Durable – The data related to the completed transaction will persist even in the cases of network or power outages. If a transaction fails, it will not impact the manipulated data.

Database samples: MySQL, PostgreSQL, Oracle, SQLite, and Microsoft SQL Server, DB2.

BASE Model

Basically Available – Rather than enforcing immediate consistency, BASE-modelled NoSQL databases will ensure availability of data by spreading and replicating it across the nodes of the database cluster.
Soft State – Due to the lack of immediate consistency, data values may change over time. The BASE model breaks off with the concept of a database which enforces its own consistency, delegating that responsibility to developers.
Eventually Consistent – The fact that BASE does not enforce immediate consistency does not mean that it never achieves it. However, until it does, data reads are still possible (even though they might not reflect the reality).

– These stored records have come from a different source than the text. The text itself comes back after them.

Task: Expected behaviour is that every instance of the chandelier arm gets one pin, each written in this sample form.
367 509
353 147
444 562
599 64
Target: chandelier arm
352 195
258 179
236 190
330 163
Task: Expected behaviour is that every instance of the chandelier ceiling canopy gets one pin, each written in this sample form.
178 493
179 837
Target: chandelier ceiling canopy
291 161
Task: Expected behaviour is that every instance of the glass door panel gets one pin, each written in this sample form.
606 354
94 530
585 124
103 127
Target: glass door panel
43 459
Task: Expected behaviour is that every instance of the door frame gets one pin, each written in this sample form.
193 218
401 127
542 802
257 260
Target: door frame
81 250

Database samples: MongoDB, Cassandra, Redis, Couchbase, DynamoDB.

Solution in Distributed System

There are two methods to make a distributed system robust - partition and replication. Partition makes it scalable and responsive, replication makes it stable and fault-tolerant. Though that makes it even harder to keep the system transactional and consistent.

There are a lot of mature papers about consistent in a distributed system, like Paxos, Raft, Zab for ACID and GOSSIP for BASE, etc.

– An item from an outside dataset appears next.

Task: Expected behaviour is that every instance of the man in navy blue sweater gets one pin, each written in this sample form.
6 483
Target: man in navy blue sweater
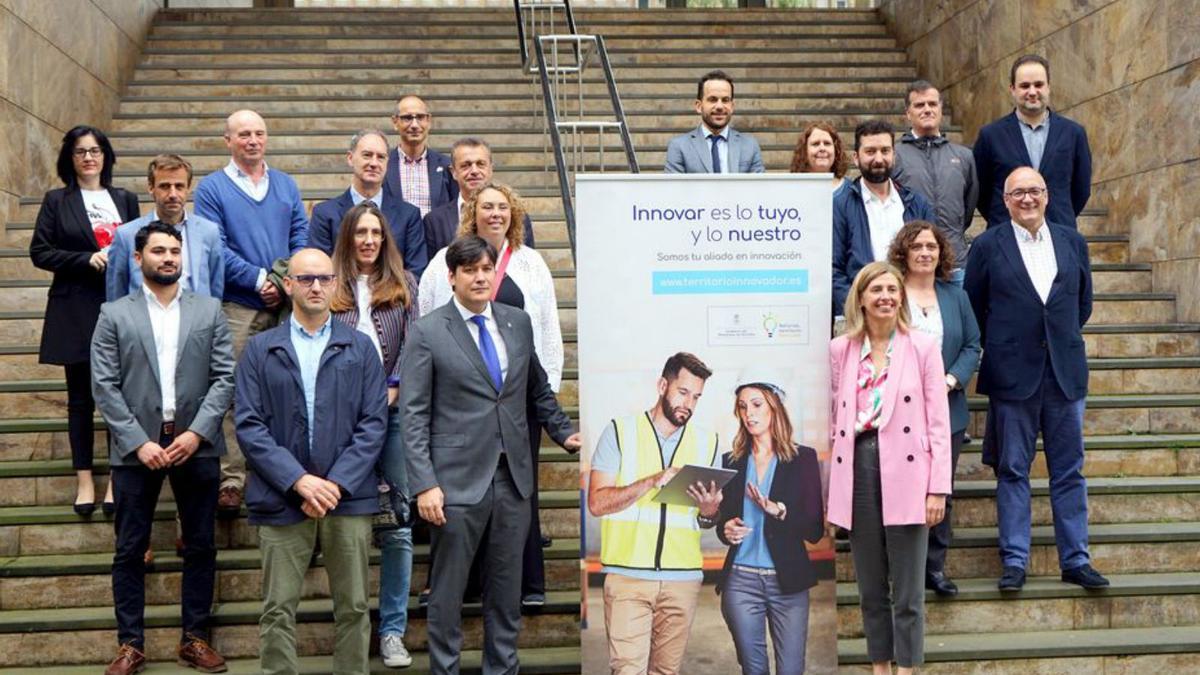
262 219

For transactions, the traditional way is using the lock, like Percolator. Though with the physical devices help, the paper Spanner gives a new solution for a worldwide transaction guarantee w/ acceptable performance. Though the performance and implementation effort are still considerable. There have other approaches like CalvinDB, though still has a gap from theory to industry.

Usage: OLTP vs OLAP

OLTP

In Online transaction processing (OLTP), information systems typically facilitate and manage transaction-oriented applications.

The term "transaction" can have two different meanings, both of which might apply: in the realm of computers or database transactions it denotes an atomic change of state, whereas in the realm of business or finance, the term typically denotes an exchange of economic entities (as used by, e.g., Transaction Processing Performance Council or commercial transactions.):50 OLTP may use transactions of the first type to record transactions of the second.

OLAP

Online analytical processing, or OLAP, is an approach to answer multi-dimensional analytical (MDA) queries swiftly in computing. OLAP is part of the broader category of business intelligence, which also encompasses relational databases, report writing and data mining. Typical applications of OLAP include business reporting for sales, marketing, management reporting, business process management (BPM), budgeting and forecasting, financial reporting and similar areas, with new applications emerging, such as agriculture.

Can I Have BOTH? - HTAP

Hybrid transaction/analytical processing (HTAP), a term created by Gartner Inc. – an information technology research and advisory company. As defined by Gartner:

Hybrid transaction/analytical processing (HTAP) is an emerging application architecture that "breaks the wall" between transaction processing and analytics. It enables more informed and "in business real time" decision making.

Database sample: CockroachDB, TiDB, Spanner.

HTAP in databases is kind of like iPhone in cellphones. It is a trade-off between excellence and capability(for the recently new-SQL database, it is excellent too). For 90% of cases, the new-SQL database is enough, for the other 10% of cases, the traditional database cannot work either lol. Meanwhile, HTAP new-SQL is so friendly to the user that just like an iPhone.

Next Stop - CRDT?

In distributed computing, a conflict-free replicated data type (CRDT) is a data structure which can be replicated across multiple computers in a network, where the replicas can be updated independently and concurrently without coordination between the replicas, and where it is always mathematically possible to resolve inconsistencies that might come up.

There are multiple CRDT algorithms for different structures like text, list, tree, etc., it is very important to choose the different approaches for different scenarios.